1. Types of Scales, or types of codes for variables:
1. Nominal: categories are exclusive but bear no other relationship to each other. Ex: (1) Jews; (2) Protestants;
(3) Catholics; (4) Muslims. 2P does not equal M.
2. Ordinal: categories are continuous and in ascending sequence but distance between two categories is not equal. Ex: ordinal scales of wealth. wealthiest, second wealthiest
. . .n wealthiest. The wealthiest does not necessarily have 3 times the wealth of the 3rd wealthiest.
3. Interval: True numbers are potentially continuous and in ascending sequence and the distance between any two units of value is equal. Ex: family size. 1,2,3,4, etc.; income.1000,2000,3000.
4. Ratio: interval variable with a zero point.
WARNING: Most interval scales are imperfect and tend to become ordinal or nominal at the extremes. Ex: 1000 income means more at 5000 than at 500,000. Always try for the highest possible scale, but recognize the limitations. Do not use mean X for a nominal scale and be aware of when you are ‘stretching’ a coding scheme.
2. Descriptive Statistics: used to describe the shape of values for a variable. How many, how often, gaps, central tendency, dispersion and so forth.
1. The normal curve (bell shaped curve) is assumed to exist for many statistical problems. You will see why soon. Its key feature is that 68% of the cases fall within plus or minus one standard deviation (s) of the Mean (X) and 95% of the cases fall within + or – 2s of X.

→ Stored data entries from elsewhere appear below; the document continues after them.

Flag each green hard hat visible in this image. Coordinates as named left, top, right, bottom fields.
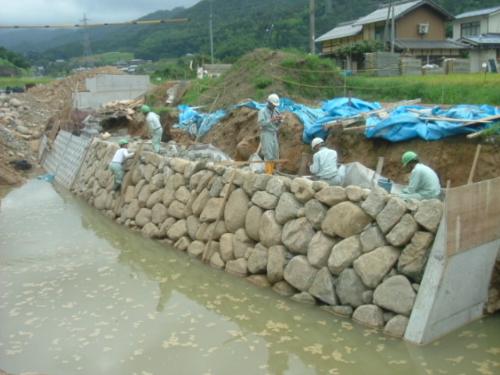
left=118, top=139, right=129, bottom=145
left=402, top=151, right=418, bottom=166
left=141, top=105, right=151, bottom=113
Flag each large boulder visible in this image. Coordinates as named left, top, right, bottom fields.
left=191, top=188, right=210, bottom=216
left=373, top=275, right=416, bottom=316
left=224, top=188, right=249, bottom=232
left=304, top=199, right=327, bottom=229
left=353, top=246, right=400, bottom=288
left=307, top=232, right=335, bottom=268
left=275, top=192, right=302, bottom=225
left=328, top=236, right=362, bottom=275
left=352, top=305, right=384, bottom=328
left=143, top=164, right=156, bottom=182
left=142, top=223, right=160, bottom=238
left=414, top=199, right=443, bottom=233
left=175, top=186, right=191, bottom=204
left=383, top=315, right=409, bottom=338
left=151, top=203, right=168, bottom=225
left=168, top=200, right=186, bottom=219
left=245, top=205, right=263, bottom=242
left=259, top=211, right=283, bottom=248
left=266, top=176, right=288, bottom=197
left=138, top=184, right=153, bottom=205
left=322, top=202, right=372, bottom=238
left=226, top=258, right=248, bottom=277
left=267, top=245, right=288, bottom=284
left=247, top=248, right=268, bottom=274
left=386, top=214, right=418, bottom=247
left=188, top=241, right=205, bottom=258
left=135, top=208, right=152, bottom=227
left=281, top=218, right=315, bottom=255
left=146, top=189, right=164, bottom=209
left=376, top=197, right=407, bottom=233
left=162, top=189, right=176, bottom=207
left=167, top=220, right=187, bottom=241
left=200, top=198, right=224, bottom=222
left=233, top=229, right=253, bottom=259
left=315, top=186, right=347, bottom=206
left=345, top=185, right=364, bottom=202
left=251, top=191, right=279, bottom=210
left=126, top=199, right=141, bottom=219
left=283, top=256, right=318, bottom=291
left=186, top=215, right=200, bottom=240
left=309, top=267, right=337, bottom=305
left=291, top=178, right=315, bottom=203
left=336, top=268, right=368, bottom=308
left=361, top=188, right=388, bottom=218
left=272, top=281, right=297, bottom=297
left=397, top=231, right=434, bottom=281
left=360, top=225, right=386, bottom=253
left=219, top=233, right=235, bottom=262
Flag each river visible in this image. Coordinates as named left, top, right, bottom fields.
left=0, top=180, right=499, bottom=375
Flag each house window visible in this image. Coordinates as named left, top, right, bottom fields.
left=461, top=22, right=480, bottom=37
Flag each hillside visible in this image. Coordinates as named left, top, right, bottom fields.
left=1, top=0, right=499, bottom=63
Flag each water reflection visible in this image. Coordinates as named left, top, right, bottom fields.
left=0, top=180, right=499, bottom=375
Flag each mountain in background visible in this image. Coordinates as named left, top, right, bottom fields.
left=1, top=0, right=498, bottom=64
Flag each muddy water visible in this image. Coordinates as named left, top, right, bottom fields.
left=0, top=181, right=499, bottom=375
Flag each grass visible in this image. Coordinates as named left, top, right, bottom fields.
left=182, top=77, right=220, bottom=106
left=0, top=76, right=53, bottom=88
left=345, top=73, right=500, bottom=105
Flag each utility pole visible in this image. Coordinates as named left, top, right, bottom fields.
left=325, top=0, right=333, bottom=14
left=209, top=0, right=214, bottom=64
left=390, top=5, right=395, bottom=53
left=309, top=0, right=315, bottom=54
left=81, top=13, right=94, bottom=67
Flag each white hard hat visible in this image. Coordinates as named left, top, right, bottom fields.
left=267, top=93, right=280, bottom=107
left=311, top=137, right=324, bottom=150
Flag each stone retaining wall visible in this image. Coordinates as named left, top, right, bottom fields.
left=72, top=140, right=444, bottom=338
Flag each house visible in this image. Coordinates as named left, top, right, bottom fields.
left=453, top=6, right=500, bottom=72
left=316, top=0, right=466, bottom=66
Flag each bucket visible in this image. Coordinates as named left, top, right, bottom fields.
left=377, top=178, right=392, bottom=193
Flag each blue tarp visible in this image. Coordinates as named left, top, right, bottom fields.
left=365, top=104, right=500, bottom=142
left=175, top=104, right=228, bottom=138
left=176, top=98, right=499, bottom=143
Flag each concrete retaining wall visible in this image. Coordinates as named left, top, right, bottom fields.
left=71, top=140, right=444, bottom=338
left=73, top=74, right=150, bottom=110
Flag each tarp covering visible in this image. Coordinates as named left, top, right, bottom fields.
left=365, top=104, right=500, bottom=142
left=175, top=105, right=227, bottom=138
left=176, top=98, right=499, bottom=143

2. Mean (X with a bar on top) – the sum of the values for a variable divided by the number of values (N). A measure of central tendency most accurate for normal curves.

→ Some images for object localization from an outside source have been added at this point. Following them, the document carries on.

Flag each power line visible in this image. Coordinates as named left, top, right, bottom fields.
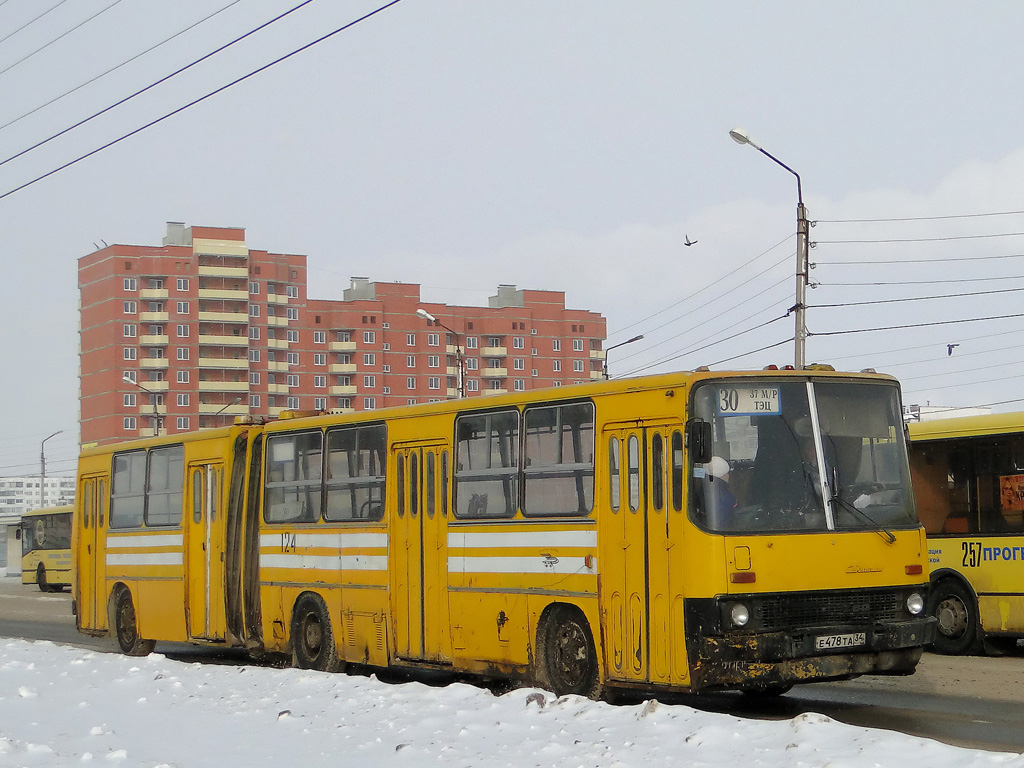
left=0, top=0, right=317, bottom=170
left=820, top=252, right=1024, bottom=267
left=823, top=274, right=1024, bottom=287
left=0, top=0, right=69, bottom=45
left=809, top=285, right=1024, bottom=310
left=0, top=0, right=406, bottom=201
left=816, top=231, right=1024, bottom=245
left=0, top=1, right=243, bottom=133
left=810, top=311, right=1024, bottom=338
left=704, top=338, right=792, bottom=369
left=0, top=0, right=125, bottom=78
left=825, top=323, right=1024, bottom=366
left=818, top=209, right=1024, bottom=224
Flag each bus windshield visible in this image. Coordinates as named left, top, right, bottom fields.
left=691, top=379, right=918, bottom=534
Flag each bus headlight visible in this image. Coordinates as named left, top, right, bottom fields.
left=906, top=593, right=924, bottom=615
left=730, top=603, right=750, bottom=627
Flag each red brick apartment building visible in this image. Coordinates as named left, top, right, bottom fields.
left=79, top=223, right=607, bottom=446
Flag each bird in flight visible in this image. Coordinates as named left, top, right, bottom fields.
left=684, top=235, right=697, bottom=246
left=947, top=343, right=959, bottom=356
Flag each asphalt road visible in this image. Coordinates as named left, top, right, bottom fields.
left=1, top=577, right=1022, bottom=755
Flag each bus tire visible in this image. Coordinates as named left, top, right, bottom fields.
left=112, top=589, right=156, bottom=657
left=37, top=564, right=49, bottom=592
left=928, top=579, right=982, bottom=655
left=536, top=605, right=601, bottom=698
left=291, top=593, right=342, bottom=673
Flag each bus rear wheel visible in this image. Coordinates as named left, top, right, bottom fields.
left=291, top=594, right=342, bottom=673
left=113, top=589, right=156, bottom=656
left=929, top=579, right=982, bottom=655
left=36, top=564, right=49, bottom=592
left=537, top=606, right=601, bottom=698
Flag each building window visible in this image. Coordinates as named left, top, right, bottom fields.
left=249, top=305, right=260, bottom=318
left=177, top=370, right=189, bottom=383
left=407, top=355, right=415, bottom=368
left=489, top=380, right=503, bottom=390
left=407, top=377, right=416, bottom=389
left=123, top=370, right=136, bottom=384
left=466, top=358, right=478, bottom=371
left=123, top=393, right=136, bottom=407
left=428, top=355, right=440, bottom=368
left=364, top=353, right=375, bottom=366
left=250, top=394, right=260, bottom=408
left=313, top=353, right=326, bottom=366
left=382, top=386, right=391, bottom=395
left=364, top=375, right=376, bottom=388
left=364, top=331, right=375, bottom=344
left=338, top=331, right=351, bottom=342
left=573, top=360, right=584, bottom=372
left=286, top=308, right=299, bottom=321
left=363, top=397, right=376, bottom=410
left=287, top=352, right=299, bottom=365
left=532, top=369, right=538, bottom=377
left=383, top=364, right=391, bottom=373
left=123, top=300, right=137, bottom=314
left=149, top=278, right=164, bottom=289
left=287, top=285, right=299, bottom=299
left=123, top=347, right=137, bottom=361
left=553, top=360, right=561, bottom=372
left=287, top=374, right=299, bottom=387
left=514, top=379, right=525, bottom=391
left=313, top=330, right=326, bottom=344
left=249, top=281, right=260, bottom=294
left=466, top=336, right=478, bottom=349
left=123, top=278, right=137, bottom=292
left=176, top=324, right=189, bottom=338
left=123, top=417, right=136, bottom=431
left=338, top=398, right=351, bottom=409
left=249, top=372, right=260, bottom=384
left=287, top=397, right=300, bottom=409
left=123, top=324, right=137, bottom=338
left=249, top=349, right=260, bottom=362
left=427, top=333, right=440, bottom=347
left=177, top=394, right=190, bottom=406
left=176, top=301, right=189, bottom=314
left=406, top=333, right=416, bottom=346
left=314, top=375, right=326, bottom=388
left=488, top=337, right=500, bottom=348
left=513, top=337, right=524, bottom=349
left=467, top=379, right=479, bottom=392
left=408, top=399, right=417, bottom=405
left=553, top=339, right=561, bottom=352
left=177, top=347, right=189, bottom=361
left=314, top=397, right=326, bottom=410
left=428, top=377, right=440, bottom=390
left=514, top=358, right=525, bottom=370
left=249, top=326, right=260, bottom=340
left=176, top=278, right=189, bottom=291
left=287, top=330, right=299, bottom=342
left=573, top=339, right=584, bottom=351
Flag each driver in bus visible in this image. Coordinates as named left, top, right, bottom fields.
left=704, top=455, right=738, bottom=526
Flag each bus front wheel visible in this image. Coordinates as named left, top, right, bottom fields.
left=113, top=589, right=156, bottom=656
left=537, top=606, right=601, bottom=698
left=929, top=579, right=982, bottom=655
left=291, top=594, right=343, bottom=673
left=36, top=564, right=49, bottom=592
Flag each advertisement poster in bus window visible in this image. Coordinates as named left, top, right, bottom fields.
left=998, top=473, right=1024, bottom=511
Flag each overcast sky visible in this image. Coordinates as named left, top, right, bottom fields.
left=3, top=0, right=1024, bottom=477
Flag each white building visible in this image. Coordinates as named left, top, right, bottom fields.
left=903, top=404, right=993, bottom=422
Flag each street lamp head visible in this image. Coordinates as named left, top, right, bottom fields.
left=729, top=127, right=762, bottom=151
left=415, top=308, right=436, bottom=323
left=122, top=374, right=134, bottom=384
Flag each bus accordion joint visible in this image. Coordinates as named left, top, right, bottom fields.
left=730, top=572, right=756, bottom=584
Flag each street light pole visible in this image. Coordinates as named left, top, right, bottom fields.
left=416, top=308, right=466, bottom=398
left=730, top=128, right=810, bottom=369
left=603, top=334, right=644, bottom=379
left=40, top=430, right=63, bottom=507
left=124, top=375, right=163, bottom=435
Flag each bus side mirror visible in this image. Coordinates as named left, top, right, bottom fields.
left=688, top=419, right=713, bottom=464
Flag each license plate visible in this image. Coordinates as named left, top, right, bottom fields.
left=815, top=632, right=866, bottom=650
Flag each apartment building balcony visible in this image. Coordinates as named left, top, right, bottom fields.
left=198, top=265, right=248, bottom=278
left=135, top=380, right=168, bottom=392
left=329, top=407, right=355, bottom=415
left=267, top=294, right=290, bottom=305
left=198, top=333, right=249, bottom=347
left=139, top=358, right=169, bottom=369
left=481, top=368, right=507, bottom=378
left=139, top=334, right=169, bottom=346
left=267, top=338, right=290, bottom=350
left=139, top=311, right=169, bottom=323
left=446, top=344, right=461, bottom=355
left=198, top=311, right=248, bottom=323
left=198, top=402, right=248, bottom=415
left=590, top=349, right=607, bottom=360
left=329, top=341, right=356, bottom=352
left=446, top=366, right=461, bottom=376
left=267, top=316, right=289, bottom=327
left=329, top=363, right=356, bottom=374
left=329, top=385, right=357, bottom=396
left=267, top=383, right=291, bottom=395
left=138, top=427, right=167, bottom=438
left=482, top=388, right=508, bottom=396
left=198, top=381, right=249, bottom=393
left=198, top=357, right=248, bottom=369
left=268, top=361, right=290, bottom=372
left=446, top=388, right=460, bottom=398
left=268, top=406, right=285, bottom=418
left=197, top=288, right=248, bottom=301
left=481, top=346, right=507, bottom=357
left=139, top=288, right=168, bottom=300
left=590, top=370, right=603, bottom=379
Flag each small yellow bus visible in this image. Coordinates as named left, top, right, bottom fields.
left=21, top=505, right=73, bottom=591
left=909, top=413, right=1024, bottom=654
left=74, top=369, right=933, bottom=697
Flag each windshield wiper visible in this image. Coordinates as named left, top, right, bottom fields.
left=828, top=466, right=896, bottom=544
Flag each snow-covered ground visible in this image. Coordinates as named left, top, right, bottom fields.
left=1, top=639, right=1022, bottom=767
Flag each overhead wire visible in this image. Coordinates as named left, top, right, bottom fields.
left=0, top=0, right=406, bottom=201
left=0, top=0, right=69, bottom=45
left=818, top=209, right=1024, bottom=224
left=808, top=284, right=1024, bottom=309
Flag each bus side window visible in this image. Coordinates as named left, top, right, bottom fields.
left=83, top=482, right=92, bottom=529
left=193, top=469, right=203, bottom=523
left=426, top=452, right=436, bottom=518
left=441, top=451, right=449, bottom=517
left=652, top=433, right=664, bottom=513
left=397, top=454, right=405, bottom=518
left=671, top=431, right=684, bottom=512
left=99, top=480, right=105, bottom=528
left=628, top=435, right=640, bottom=513
left=609, top=437, right=620, bottom=512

3. Median – the point at which half of values are greater than and half the values are less than the point. A good measure of central tendency for skewed data (such as income) and for ordinal scales. Same goes for quartiles and percentiles.
4. Mode – the value occurring most frequently. A good measure of central tendency for small ordinal and nominal scales. Ex: Mean X for number of children per family might be 2.3 but the more important question in human research is whether the mode is 2 or 3.
5. Standard deviation (s) – the square root of the sum of the squared deviations from the mean divided by the number of cases. This has meaning primarily in terms of the normal curve (see above). Note that if many extreme scores are present, s is artifically large and percentiles may be a more appropriate measure of disperson.
6. Standard error – calculated as the standard deviation divided by the square root of the number of cases. A measure of the likely variance in means for second and subsequent samples. When reporting differences in means of subsamples, avoid making much ado about differences that are less than the standard error.
7. Variance – the square of the standard deviation. Used in more advanced procedures.
8. Kurtosis – the measure of the peakedness of a distribution of values
–i.e., is more or less peaked (greater or lesser central tendency) than the normal curve.
1. leptokurtosis: more peaked, positive numbers
2. platykurtosis: less peaked, negative numbers
9. Skewness – more extreme cases on one tail of the curve than the other. Skewness can be expected on the high side for
income or mobility, on the low side for number of children.
~ Skewed right: positive numbers (high values)
~ Skewed left: negative numbers (low values)
10. Range – the difference between the highest and lowest score
11. Minimum – lowest score
12. Maximum – highest score
13. Coefficient of variation (variability) – standard deviation divided by the mean. Gives the relative dispersion for samples or subsamples with different means.
3. Graphical Displays:
1. Histograms, density curves – display the shape of interval variables and allow you to compare the shape with a normal curve.
2. Stem and Leaf Diagrams – arrays the values of an interval variable vertically with a stem (the first one or more digits of
the value) and a leaf (the last digit of the value).
3. Boxplots – diplays an interval variable in a ‘box.’ with the median at the center of the box and the edges at the 25th and 75th percentiles
(hinges). Can be further specified by the inclusion of the whiskers, outliers and extreme values. More about this later.
4. Bar graphs – similar to a histogram but compares the size of different items. No measurement scale on the X axis.
5. Pie charts: Divides up categories of a universe into their pie slices.